Schneider, a licensed social worker, leads the Brooklyn Adolescent Representation Team and works with young people in Rikers Island jails who say they do not trust the COs tasked with taking them to appointments.
“Getting access to mental health services is very difficult because the young people are at the mercy of officers to escort them to any type of services, and the officers are not usually in a hurry to assist them,” he said. “Plus, if officers know young people have had mental health treatment, they use that fact against them. So, there is a mistrust in terms of speaking to the officers."
All children detained in New York City were moved from Rikers Island jails to a facility in the Bronx in accordance with the state’s Raise the Age Law in 2018. Schneider recommends creating a system for young adults similar to what exists in juvenile facilities.

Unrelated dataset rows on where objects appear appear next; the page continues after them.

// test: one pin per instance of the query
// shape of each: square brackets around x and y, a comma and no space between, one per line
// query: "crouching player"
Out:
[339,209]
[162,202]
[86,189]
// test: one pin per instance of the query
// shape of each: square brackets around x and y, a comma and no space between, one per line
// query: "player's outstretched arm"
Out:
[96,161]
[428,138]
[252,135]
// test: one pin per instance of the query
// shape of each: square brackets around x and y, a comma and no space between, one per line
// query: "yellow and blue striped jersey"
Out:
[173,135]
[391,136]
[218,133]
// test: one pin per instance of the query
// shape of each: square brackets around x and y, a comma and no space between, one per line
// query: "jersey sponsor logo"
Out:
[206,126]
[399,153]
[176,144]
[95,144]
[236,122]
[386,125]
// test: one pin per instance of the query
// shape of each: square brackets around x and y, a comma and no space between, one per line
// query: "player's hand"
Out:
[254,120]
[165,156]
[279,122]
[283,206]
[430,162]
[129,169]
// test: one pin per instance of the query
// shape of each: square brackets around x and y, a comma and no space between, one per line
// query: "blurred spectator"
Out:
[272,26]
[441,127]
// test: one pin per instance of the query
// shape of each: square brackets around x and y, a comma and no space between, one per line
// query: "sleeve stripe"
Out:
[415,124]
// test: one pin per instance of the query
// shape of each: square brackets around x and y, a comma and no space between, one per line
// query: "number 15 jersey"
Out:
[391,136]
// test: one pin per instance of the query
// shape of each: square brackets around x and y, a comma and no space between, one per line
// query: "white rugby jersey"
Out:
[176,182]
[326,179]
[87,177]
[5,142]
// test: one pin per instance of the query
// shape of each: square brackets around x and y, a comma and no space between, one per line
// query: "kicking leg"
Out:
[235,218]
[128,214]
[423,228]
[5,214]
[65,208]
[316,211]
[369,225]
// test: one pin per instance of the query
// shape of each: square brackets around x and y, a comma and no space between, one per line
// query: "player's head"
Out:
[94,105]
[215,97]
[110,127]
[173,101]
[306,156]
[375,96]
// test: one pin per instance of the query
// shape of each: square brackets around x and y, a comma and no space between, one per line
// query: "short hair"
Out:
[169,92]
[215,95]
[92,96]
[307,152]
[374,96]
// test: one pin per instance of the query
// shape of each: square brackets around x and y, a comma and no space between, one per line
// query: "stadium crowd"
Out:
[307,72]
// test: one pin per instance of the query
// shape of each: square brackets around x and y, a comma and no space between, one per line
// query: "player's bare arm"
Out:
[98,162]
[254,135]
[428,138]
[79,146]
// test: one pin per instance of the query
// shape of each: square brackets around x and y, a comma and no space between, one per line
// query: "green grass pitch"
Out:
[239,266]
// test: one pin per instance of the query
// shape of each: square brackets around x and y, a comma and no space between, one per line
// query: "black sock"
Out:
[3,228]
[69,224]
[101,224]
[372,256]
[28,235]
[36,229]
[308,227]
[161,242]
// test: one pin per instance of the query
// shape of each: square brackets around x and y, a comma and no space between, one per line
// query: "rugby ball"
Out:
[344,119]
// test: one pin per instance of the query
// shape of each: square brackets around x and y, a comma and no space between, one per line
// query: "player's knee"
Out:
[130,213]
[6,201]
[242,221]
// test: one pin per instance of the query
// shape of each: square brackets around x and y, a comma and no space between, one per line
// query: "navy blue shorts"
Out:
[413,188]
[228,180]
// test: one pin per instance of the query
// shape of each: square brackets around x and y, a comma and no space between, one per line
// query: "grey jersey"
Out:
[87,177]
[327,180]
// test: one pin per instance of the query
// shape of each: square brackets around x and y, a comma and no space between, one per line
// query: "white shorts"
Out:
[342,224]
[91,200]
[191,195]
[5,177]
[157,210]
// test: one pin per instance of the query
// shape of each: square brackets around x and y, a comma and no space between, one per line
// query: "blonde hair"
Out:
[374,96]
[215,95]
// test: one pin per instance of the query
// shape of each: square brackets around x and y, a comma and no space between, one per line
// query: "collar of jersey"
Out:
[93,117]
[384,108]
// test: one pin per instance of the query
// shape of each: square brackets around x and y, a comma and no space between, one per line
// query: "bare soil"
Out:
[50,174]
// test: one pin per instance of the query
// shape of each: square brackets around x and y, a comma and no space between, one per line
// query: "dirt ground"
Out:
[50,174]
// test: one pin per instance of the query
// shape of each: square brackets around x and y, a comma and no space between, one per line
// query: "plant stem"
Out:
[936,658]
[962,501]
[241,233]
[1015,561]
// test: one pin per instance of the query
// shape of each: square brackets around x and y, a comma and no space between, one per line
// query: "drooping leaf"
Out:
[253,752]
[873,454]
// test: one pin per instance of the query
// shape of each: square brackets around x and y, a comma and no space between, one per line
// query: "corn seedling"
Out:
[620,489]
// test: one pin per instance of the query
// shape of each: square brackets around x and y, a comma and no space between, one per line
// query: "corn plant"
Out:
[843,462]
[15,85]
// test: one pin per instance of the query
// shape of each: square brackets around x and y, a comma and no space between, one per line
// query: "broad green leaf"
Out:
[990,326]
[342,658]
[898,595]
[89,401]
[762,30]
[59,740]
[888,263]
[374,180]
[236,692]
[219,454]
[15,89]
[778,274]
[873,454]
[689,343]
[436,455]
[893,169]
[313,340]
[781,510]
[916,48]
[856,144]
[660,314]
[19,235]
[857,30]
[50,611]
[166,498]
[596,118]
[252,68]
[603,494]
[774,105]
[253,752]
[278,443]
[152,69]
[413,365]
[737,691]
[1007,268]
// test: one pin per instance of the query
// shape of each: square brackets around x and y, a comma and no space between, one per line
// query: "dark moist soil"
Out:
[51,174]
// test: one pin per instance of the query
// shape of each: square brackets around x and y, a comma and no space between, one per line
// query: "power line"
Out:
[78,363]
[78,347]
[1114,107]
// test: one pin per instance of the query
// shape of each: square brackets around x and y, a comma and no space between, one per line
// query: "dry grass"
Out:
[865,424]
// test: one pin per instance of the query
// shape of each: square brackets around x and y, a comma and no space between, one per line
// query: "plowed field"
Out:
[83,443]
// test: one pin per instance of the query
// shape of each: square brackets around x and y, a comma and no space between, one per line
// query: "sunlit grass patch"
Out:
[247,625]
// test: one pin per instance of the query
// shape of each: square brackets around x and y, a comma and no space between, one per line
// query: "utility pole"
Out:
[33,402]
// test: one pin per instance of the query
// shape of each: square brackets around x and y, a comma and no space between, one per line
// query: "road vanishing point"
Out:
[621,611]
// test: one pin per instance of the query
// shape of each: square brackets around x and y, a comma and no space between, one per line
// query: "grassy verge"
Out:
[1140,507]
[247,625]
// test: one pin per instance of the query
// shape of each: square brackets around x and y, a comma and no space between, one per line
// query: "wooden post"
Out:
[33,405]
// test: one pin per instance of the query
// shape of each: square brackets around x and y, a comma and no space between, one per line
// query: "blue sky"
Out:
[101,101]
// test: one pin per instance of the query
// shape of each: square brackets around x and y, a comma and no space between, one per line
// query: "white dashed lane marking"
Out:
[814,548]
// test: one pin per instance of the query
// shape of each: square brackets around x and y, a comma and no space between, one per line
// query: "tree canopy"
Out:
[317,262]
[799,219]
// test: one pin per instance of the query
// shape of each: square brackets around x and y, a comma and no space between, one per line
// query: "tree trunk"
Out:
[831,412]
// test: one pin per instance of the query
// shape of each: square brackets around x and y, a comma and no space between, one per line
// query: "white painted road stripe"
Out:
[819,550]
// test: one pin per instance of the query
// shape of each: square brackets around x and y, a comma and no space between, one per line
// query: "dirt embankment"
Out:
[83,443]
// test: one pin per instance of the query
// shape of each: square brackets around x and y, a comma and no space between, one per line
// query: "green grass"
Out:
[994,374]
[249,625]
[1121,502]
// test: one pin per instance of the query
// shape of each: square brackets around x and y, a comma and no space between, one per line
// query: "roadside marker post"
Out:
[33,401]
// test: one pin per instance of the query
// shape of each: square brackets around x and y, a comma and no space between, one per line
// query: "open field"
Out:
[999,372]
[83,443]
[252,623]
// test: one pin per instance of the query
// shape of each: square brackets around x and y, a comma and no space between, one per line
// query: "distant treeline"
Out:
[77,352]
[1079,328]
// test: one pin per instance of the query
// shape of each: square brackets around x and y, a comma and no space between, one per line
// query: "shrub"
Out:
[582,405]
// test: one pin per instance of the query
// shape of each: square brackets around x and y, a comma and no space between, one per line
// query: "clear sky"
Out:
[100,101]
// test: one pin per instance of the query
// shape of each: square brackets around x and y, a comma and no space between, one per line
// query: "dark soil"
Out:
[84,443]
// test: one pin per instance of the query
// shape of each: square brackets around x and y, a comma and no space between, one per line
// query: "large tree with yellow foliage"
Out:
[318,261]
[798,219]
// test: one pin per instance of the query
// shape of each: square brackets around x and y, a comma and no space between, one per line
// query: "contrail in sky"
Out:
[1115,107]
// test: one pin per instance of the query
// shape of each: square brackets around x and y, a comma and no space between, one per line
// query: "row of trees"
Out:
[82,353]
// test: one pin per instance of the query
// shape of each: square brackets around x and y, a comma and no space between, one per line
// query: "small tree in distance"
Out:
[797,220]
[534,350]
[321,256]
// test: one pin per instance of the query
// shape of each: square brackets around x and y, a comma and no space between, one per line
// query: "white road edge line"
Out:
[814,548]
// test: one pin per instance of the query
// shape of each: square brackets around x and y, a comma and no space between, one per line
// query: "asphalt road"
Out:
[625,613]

“At juvenile facilities, there are more case workers and social workers, as opposed to DOC employees who do not have training for the mental health needs of young people,” he said.
The DOC said the current rate of mental health appointment attendance is partly due to corrections officers not forcing detainees to attend medical and mental health appointments. Refusal to attend appointments is a major reason why detainees are registered as “Not Produced by DOC,” the agency said.
The DOC said it is implementing a new reporting system that more closely tracks when detainees refuse to attend appointments and adding 30 new officers to facilitate timely production at RNDC.
“The safety and well-being of people in our custody is our primary mission and we’re committed to improving access to care,” said DOC spokesperson Peter Thorne. “We will continue to work with our healthcare provider Correctional Health Services to ensure individuals are produced in a timely and efficient manner so that everyone in need of care is seen by a medical professional.”
The Board of Correction database is part of the Board’s effort to ensure young adults are treated with consideration for brain development and that jail staff are complying with standards set by the Board.
“Since 2015, Board of Correction regulations have affirmed the unique developmental needs of young adults and sought to minimize the adverse effects of incarceration on the health and mental health of young adults in the city’s jails,” Board of Correction Director of Research and Analysis Victor St. John told the Eagle in July.
Access to mental health treatment is important to anyone in jail or prison, most of whom have histories of trauma, said the Vera Institute’s Center on Youth Justice Director Krista Larson. Incarceration is itself a traumatic experience, Larson added.
She said she has heard from young adults who say they were denied access to treatment by COs. Sometimes that takes a more passive form — like COs walking away the moment a young adult says he or she does not want to go to an appointment, she said. She would like to see more training for COs on the importance of mental health services.
“It’s important to have healthcare and security staff on the same page to allow [detainees] the access to care that they need in the best way possible,” Larson said.